New South Carolina plant could process enough lithium for 2.4M EVs a year
Leading global lithium supplier Albemarle will expand its production of battery-grade materials in the U.S., as the country looks to build up a domestic supply chain for clean energy.
The company will build a $1.3 billion lithium processing facility in Chester County, South Carolina, according to a Wednesday announcement. The initial plan is to produce 50,000 metric tons of lithium hydroxide annually, to support domestic battery manufacturing for electric vehicles and energy storage.
Albemarle claims the facility would be able to “support the manufacturing of an estimated 2.4 million electric vehicles” each year. For context, there were just over 800,000 EVs sold in the US last year, per data from Cox Automotive. But demand for EVs has grown rapidly in recent years. The South Carolina factory could double its initial capacity to keep up with demand, the company claims.

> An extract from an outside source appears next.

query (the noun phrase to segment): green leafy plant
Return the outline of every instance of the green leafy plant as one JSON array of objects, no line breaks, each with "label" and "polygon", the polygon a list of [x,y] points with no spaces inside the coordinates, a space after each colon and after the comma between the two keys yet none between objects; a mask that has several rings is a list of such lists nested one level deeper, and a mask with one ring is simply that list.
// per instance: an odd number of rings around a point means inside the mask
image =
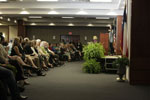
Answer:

"This facility will help increase the production of U.S.-based lithium resources to fuel the clean energy revolution while bringing us closer to our customers as the supply chain is built out in North America," Albemarle CEO Kent Masters said in a statement.
Construction is slated to begin in late 2024, pending permit approvals.

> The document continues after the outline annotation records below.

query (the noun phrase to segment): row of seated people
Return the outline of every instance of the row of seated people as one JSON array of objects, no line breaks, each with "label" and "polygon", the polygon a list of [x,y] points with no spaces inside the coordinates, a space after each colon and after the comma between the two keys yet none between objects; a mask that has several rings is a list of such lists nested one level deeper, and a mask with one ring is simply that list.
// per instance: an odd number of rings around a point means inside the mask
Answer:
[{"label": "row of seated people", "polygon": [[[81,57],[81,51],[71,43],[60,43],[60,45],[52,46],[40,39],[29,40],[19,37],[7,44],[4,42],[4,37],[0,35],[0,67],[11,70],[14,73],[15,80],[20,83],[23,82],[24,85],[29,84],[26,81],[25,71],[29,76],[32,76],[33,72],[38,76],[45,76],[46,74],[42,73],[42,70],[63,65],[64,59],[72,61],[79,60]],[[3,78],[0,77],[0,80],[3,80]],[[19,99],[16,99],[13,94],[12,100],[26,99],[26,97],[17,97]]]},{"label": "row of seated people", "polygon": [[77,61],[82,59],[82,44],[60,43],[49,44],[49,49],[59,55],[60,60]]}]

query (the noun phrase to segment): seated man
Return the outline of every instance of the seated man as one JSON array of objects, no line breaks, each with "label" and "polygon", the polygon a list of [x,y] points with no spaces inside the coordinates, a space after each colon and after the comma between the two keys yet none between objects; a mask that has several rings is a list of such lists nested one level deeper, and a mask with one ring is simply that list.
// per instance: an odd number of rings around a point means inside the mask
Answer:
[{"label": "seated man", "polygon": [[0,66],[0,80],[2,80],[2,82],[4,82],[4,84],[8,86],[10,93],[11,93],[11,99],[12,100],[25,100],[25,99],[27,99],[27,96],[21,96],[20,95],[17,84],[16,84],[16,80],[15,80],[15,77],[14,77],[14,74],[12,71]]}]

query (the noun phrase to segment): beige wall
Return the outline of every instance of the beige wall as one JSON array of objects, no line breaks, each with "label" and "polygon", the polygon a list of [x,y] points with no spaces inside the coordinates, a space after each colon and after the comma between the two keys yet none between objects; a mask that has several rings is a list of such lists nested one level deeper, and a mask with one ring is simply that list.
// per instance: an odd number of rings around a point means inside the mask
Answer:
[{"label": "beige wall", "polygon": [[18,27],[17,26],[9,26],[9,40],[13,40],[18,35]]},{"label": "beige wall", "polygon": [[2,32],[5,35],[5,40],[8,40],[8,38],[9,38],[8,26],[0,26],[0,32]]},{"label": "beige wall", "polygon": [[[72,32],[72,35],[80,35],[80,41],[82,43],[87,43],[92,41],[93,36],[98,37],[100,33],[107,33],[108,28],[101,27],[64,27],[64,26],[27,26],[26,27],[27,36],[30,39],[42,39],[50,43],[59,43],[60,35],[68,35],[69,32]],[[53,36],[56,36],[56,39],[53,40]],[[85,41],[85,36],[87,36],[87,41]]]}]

The lithium supply chain starts with mining the earth; the minerals then must be processed into usable feedstock before they end up in batteries. Currently, the U.S. largely depends on mines elsewhere in the world to extract lithium: Albemarle operates the only active lithium mine in the country, Silver Peak in Nevada, and most of the processing happens in China. But when President Joe Biden signed the Inflation Reduction Act last year, he enacted policies to beef up domestic supply chains for clean energy.

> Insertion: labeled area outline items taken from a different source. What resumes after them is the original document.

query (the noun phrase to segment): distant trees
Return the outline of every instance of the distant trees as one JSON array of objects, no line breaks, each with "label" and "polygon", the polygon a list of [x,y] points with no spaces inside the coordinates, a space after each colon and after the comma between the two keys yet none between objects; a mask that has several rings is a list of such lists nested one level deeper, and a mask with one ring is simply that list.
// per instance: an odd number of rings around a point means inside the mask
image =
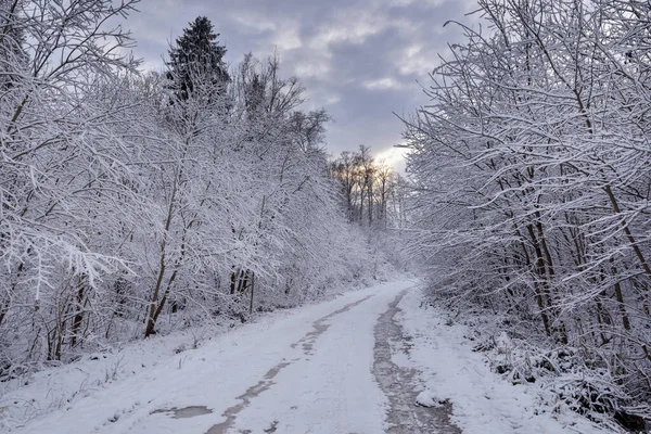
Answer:
[{"label": "distant trees", "polygon": [[[649,9],[481,0],[407,119],[412,257],[651,396]],[[589,360],[589,361],[588,361]]]},{"label": "distant trees", "polygon": [[330,162],[329,171],[339,186],[348,221],[373,228],[400,226],[406,181],[390,165],[376,162],[369,146],[342,152]]},{"label": "distant trees", "polygon": [[369,272],[298,78],[205,17],[140,72],[113,3],[0,0],[0,380]]}]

As Canary Media reported previously:
The Inflation Reduction Act requires eligible new EVs to be assembled in North America and, starting in 2024, to have batteries that were not made by "an entity of foreign concern,” including China. Starting in 2025, the credit will also exclude batteries made with minerals extracted, processed or recycled by these countries of concern. The restrictions could make it hard for many automakers’ EVs to qualify for this tax credit until the U.S. and its allies have developed more battery-production capacity, which could take years.
Tax credits for grid battery projects also give a higher reward to developers who use domestically sourced materials, though the exact definition of that term is still being finalized.
New mining hasn’t shown up yet in the U.S. It’s extremely difficult and time-consuming to spin up, though Albemarle is trying to reopen its Kings Mountain mine in North Carolina. But the Inflation Reduction Act has kicked off a wave of domestic battery factory announcements. Albemarle’s new processing facility would be able to sell materials to that growing battery manufacturing base, offering an alternative to minerals processed in China.
Albemarle calls the forthcoming factory a “mega-flex” site because it will accept a range of inputs, including spodumene from hard rock mining, lithium brine from Nevada, and even recycled battery materials, as U.S. battery recycling ramps up. Last year, the company won a $150 million grant from the Department of Energy to build a concentrator facility to prepare 350,000 metric tons of spodumene concentrate for the forthcoming mega-flex project.
South Carolina Governor Henry McMaster (R) called the announcement “positively electric” and said the anticipated 1,500 construction jobs and 300 permanent jobs — with average annual wages around $93,000, according to Albemarle — would be “transformative” for the state.